Highschool becoming a joke means none of the kids have strong enough core skills to be tackling real college work by the time they get there, but schools cant afford to enforce actual quality standards for work. The graded model has completely fallen apart at this point given how steep the curve is. The quality of work that gets an A today would have been a B or high C from 10-15 years ago. Of course there is real A grade work being done too, but what defines an A grade has ballooned to a ridiculous degree such that most of it is not really A grade work
The problem isnt new, it was already bad 10 years ago to be honest. I had a professor in community college about 10 years ago who had been a professor at ASU, and she had quit teaching there specifically because the university wouldnt allow anyone to be graded below a C, regardless of if they did any work or not.
Most large public universities are just degree mills at this point, or bordering on it if not
I'm currently doing an online Master's with Northeastern. Honestly not surprised this happened, the quality of classes is WILD.
Taking 2 classes per term, and each term so far 1 class has been very well designed but also insanely easy, while the other has been so poorly implemented that the course learning materials don't actually help you do the coursework.
Probably most astonishing so far though is a course I'm taking now just served me with the literally exact same assignment that I did for a course I just finished. Now, granted that both classes are from the elective course choices, so not everyone will take both, but come on... and they grill me about plagiarism with every submission I make...
As long as the materials are accurate and serve as an effective teaching aid, where's the case?
It would be different if the sum total of course materials were wikipedia articles presented by a non expert, but the professor IS an expert. Sure, anyone can use genAI, BUT not anyone can write a relevant, targeted prompt and check the accuracy of the output. This is of course assuming the professor is generating (or at least vetting) materials for accuracy.

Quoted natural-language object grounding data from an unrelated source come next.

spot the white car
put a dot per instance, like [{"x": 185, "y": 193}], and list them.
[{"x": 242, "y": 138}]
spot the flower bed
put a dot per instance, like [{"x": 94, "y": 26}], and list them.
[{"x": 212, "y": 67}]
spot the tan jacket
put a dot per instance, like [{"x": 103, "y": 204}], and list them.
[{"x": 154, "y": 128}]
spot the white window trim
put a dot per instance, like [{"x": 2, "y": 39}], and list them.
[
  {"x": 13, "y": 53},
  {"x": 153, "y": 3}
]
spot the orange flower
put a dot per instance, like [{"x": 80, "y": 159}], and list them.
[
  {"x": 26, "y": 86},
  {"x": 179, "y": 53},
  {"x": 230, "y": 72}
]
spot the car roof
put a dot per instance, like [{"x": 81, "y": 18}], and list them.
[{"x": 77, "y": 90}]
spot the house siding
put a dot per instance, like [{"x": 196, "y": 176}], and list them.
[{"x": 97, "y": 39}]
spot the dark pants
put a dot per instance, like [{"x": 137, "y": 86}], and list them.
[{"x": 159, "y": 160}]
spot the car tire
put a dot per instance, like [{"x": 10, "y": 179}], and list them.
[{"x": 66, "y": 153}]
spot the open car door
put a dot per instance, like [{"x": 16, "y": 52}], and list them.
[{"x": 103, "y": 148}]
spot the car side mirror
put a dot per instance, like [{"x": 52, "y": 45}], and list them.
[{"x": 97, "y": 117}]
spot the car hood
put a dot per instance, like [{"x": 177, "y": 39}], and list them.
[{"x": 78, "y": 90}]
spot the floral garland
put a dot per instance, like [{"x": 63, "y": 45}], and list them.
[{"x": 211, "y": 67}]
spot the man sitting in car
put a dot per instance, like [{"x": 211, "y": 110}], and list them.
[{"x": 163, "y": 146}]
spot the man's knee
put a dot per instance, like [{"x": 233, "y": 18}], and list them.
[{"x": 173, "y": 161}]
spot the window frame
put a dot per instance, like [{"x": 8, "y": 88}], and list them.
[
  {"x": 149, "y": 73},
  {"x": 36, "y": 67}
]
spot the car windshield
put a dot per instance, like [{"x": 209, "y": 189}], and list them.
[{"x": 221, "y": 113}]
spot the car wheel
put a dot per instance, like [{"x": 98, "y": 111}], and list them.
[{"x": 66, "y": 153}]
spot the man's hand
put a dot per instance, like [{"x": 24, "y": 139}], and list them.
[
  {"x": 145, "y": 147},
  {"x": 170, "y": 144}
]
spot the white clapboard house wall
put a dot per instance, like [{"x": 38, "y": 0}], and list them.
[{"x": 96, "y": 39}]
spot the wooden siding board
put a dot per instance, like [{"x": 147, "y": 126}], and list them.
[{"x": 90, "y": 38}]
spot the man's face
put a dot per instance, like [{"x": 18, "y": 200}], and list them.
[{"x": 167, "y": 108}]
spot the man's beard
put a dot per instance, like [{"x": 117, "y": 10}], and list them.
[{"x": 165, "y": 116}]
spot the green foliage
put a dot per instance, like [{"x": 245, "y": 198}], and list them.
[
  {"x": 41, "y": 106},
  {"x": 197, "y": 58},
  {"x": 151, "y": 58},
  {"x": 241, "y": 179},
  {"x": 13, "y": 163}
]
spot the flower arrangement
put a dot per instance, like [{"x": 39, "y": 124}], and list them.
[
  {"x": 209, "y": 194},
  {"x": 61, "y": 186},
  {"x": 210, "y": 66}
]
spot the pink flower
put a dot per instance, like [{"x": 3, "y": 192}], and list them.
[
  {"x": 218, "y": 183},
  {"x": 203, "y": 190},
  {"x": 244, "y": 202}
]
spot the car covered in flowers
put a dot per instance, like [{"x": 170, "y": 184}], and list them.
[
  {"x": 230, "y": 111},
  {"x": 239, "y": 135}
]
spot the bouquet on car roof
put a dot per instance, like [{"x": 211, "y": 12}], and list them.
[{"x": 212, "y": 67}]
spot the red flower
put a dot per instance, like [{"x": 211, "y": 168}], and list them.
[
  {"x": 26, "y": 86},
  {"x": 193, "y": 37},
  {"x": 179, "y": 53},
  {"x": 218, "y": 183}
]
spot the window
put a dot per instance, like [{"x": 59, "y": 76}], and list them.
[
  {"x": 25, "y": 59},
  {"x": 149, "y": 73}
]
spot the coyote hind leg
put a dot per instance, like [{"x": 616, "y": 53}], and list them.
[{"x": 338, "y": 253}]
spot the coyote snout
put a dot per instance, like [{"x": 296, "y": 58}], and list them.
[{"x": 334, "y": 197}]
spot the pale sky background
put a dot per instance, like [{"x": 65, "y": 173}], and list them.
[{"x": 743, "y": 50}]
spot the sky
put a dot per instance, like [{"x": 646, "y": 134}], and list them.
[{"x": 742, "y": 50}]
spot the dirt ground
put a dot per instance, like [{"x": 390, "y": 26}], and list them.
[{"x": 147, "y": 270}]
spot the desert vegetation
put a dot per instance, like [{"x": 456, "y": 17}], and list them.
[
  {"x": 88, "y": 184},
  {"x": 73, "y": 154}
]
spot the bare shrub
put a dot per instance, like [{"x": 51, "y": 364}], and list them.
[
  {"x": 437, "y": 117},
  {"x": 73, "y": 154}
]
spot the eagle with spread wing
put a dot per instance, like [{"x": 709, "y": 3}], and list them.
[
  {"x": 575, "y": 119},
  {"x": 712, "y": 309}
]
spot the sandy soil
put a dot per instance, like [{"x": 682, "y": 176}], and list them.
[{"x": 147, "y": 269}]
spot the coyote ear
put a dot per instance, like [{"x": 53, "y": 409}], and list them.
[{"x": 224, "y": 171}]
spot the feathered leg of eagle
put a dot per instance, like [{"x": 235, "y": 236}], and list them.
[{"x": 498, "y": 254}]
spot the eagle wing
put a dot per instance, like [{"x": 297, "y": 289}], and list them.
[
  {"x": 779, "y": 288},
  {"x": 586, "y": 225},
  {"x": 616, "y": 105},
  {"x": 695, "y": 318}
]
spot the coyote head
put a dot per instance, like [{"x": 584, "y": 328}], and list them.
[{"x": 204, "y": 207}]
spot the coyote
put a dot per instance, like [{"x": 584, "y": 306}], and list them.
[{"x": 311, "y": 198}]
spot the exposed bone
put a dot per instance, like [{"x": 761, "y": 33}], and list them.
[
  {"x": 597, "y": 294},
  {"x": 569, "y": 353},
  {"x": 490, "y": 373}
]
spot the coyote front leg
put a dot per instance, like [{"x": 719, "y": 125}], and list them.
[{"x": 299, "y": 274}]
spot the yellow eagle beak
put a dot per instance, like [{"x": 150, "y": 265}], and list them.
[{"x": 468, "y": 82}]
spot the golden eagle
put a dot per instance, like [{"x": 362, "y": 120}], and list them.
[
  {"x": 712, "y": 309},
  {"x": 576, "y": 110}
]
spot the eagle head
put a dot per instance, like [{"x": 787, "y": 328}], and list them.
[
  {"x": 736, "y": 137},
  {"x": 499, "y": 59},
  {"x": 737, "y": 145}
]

IF it turns out the student can find a pattern of inaccurate content there is a case. Otherwise there's nothing: it would be like arguing that a TA made the materials (or the lecture materials came from a book written by SOMEONE ELSE gasp) and the professor presented them so the class is invalid.
I think the key take away is that college is over rated, as you can easily find and create your own course materials on par with (or often better than) what the professors create
Lol no. You absolutely cannot.
You can maybe make it look nicer, but your high school diploma and street cred does not an education make.
The neat thing about it is, if you think this way, it would be impossible to prove to you that you can't do it yourself just as well. Without DOING it, you just don't know how much you don't know compared to a university faculty member. There are people who can go to the library (or Internet) and good will hunting an education, but I can basically guarantee that neither you nor anyone you know or will ever know is one of them.
It probably depends on the specific field of study. My experience comes from software engineering
Exactly. Nobody should care how the professor generates materials for the class, they should only care that the materials are effective and accurate. That's the professor's job, and they should be free to use whatever tools they find helpful in producing effective, accurate materials.
Mistakes happen. I found a bunch of errors in my classes, and this was before AI was a thing. The information was accurate, but the presentation was poor.